Importantly, could target mitochondrial antibiotics alter cancer growth in a positive way? Since these agents are already in use, their approval status for FDA evaluation can be either shortened or exempt. In this case, they would become a highly economical anticancer therapeutic.

Conclusions

This timely mini-review brings attention to the role that mitochondria play in establishing an environment for normal overall behavior to emerge. Pathological perturbations of this process via antibiotics, demonstrate the role this enslaved bacterium performs.
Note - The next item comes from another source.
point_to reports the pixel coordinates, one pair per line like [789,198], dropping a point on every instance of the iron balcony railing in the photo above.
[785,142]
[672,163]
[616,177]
A large amount of oxygen consumed, e.g., in the brain, testifies to its moment by moment critical activity [23,24,94,95]. In the shared commonality of chemical communication with bacteria, antibiotic-induced mitochondrial interactions represent a critical factor in micro-environmental and organismic survival. Thus, an enhanced microbial presence or antibiotic level may alter the energy supply of a cell and thus enhance the occurrence of an induced behavior disorder. In this case, the potential to initiate mitochondrial dysfunction becomes clear, and this cascading type of action ends in stimulating abnormal behaviors. Clearly, antibiotics have an important place in medicine; despite the risk of damage to the host. In this scenario, one may expect alterations in behavior since they will emerge from high-level energy nerve cells. We speculate that in susceptible individuals and ones using these agents for extended periods of time and non-recommended doses, antibiotics may turn an acute stress response into one that is chronic [23].